New research published the journal Biomedical Optics Express describes a smartphone-compatible spectrometer held and directed like a pencil. According to the article's authors, this novel device could be implemented at the point of care to diagnose medical conditions, while its ease of use and availability could greatly increase the generation of spectral image data for research projects.
Many optic applications involving smartphones have been presented previously and often rely on the built-in camera for imaging, the researchers explained in the research paper. However, this implementation can require additional tools that may come at the price of convenience.
"The easiest way to use a spectrometer is to wave it over the part of the body or object being examined," Fuhong Cai, of the department of electrical engineering at Hainan University, China, said in a statement. "However, many home-made portable spectrometers use a smartphone camera to acquire data and a phone cradle that contains other necessary optics. The cradle can be hard to align correctly and makes it awkward to wave the smartphone over the body."
Still, the processing power and easy operation of a smartphone makes it an appealing resource for point-of-care imaging.
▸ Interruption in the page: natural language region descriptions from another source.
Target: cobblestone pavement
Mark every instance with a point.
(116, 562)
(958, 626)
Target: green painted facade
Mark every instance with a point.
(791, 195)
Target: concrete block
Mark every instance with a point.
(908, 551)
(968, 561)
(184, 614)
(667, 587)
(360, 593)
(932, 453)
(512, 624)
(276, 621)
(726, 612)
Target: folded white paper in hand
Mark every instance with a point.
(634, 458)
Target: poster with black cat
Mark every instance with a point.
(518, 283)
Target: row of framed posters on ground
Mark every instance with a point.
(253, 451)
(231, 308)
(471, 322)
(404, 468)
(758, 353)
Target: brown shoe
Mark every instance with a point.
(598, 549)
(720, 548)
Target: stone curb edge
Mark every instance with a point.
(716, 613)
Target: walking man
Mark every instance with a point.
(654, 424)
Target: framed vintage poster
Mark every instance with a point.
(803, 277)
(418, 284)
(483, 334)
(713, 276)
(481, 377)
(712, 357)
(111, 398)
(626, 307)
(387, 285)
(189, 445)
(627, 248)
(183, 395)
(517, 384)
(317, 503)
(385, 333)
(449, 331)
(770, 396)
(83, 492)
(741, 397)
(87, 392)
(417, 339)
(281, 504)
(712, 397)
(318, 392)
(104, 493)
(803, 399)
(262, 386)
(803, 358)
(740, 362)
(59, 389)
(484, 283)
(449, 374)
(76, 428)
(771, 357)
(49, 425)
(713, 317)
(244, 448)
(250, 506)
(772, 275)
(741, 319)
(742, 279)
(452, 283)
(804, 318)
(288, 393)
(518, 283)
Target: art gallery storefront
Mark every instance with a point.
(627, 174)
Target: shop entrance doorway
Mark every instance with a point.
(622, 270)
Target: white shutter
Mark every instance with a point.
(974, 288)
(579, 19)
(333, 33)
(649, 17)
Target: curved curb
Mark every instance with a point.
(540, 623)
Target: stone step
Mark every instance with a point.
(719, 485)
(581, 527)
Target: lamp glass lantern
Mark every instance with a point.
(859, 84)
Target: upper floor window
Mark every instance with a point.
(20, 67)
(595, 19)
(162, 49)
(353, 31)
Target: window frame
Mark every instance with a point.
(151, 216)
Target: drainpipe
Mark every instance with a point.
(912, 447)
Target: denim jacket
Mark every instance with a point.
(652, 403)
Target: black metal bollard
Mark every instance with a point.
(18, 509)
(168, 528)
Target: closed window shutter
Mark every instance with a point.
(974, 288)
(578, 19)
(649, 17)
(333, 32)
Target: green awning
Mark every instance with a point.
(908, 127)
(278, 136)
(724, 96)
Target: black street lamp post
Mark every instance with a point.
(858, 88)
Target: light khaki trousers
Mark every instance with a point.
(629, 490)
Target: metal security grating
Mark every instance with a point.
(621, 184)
To leverage this, Cai and colleagues designed a novel prototype spectrometer consisting of commercial components available for less than $300. Users hold the device like a pencil and move it across target areas by hand, which builds up a series of spectral images that are transmitted wirelessly to a smartphone or other computer for reconstruction and viewing. A 16-second 3D spectral image data cube can also be constructed through manual scanning of the imaging spectrometer.
To gauge the device, the researchers conducted and reported successful optical sensing tests on bananas for ripeness, pork for myoglobin, and human hands for the monitoring of blood hemoglobin and regional differences in blood concentration. However, they wrote, there is still optimization to be done in terms of spectral resolution with the help of non-commercial materials. Further, they suspect that enhancing the device's sensitivity detector could allow the spectrometer to be used for fluorescent detection in bio-sensing.
Outside of point-of-care healthcare and food analysis, other potential uses for the device raised by the authors included improved ocean microorganism study, as well as large-scale data collection and analysis.
“Recently, machine-learning algorithms have been applied in the analysis of spectral data,” the researchers wrote. “As a combination of machine-learning algorithm and spectral image data cube, the present portable imaging spectrometer would find more interesting applications in the future."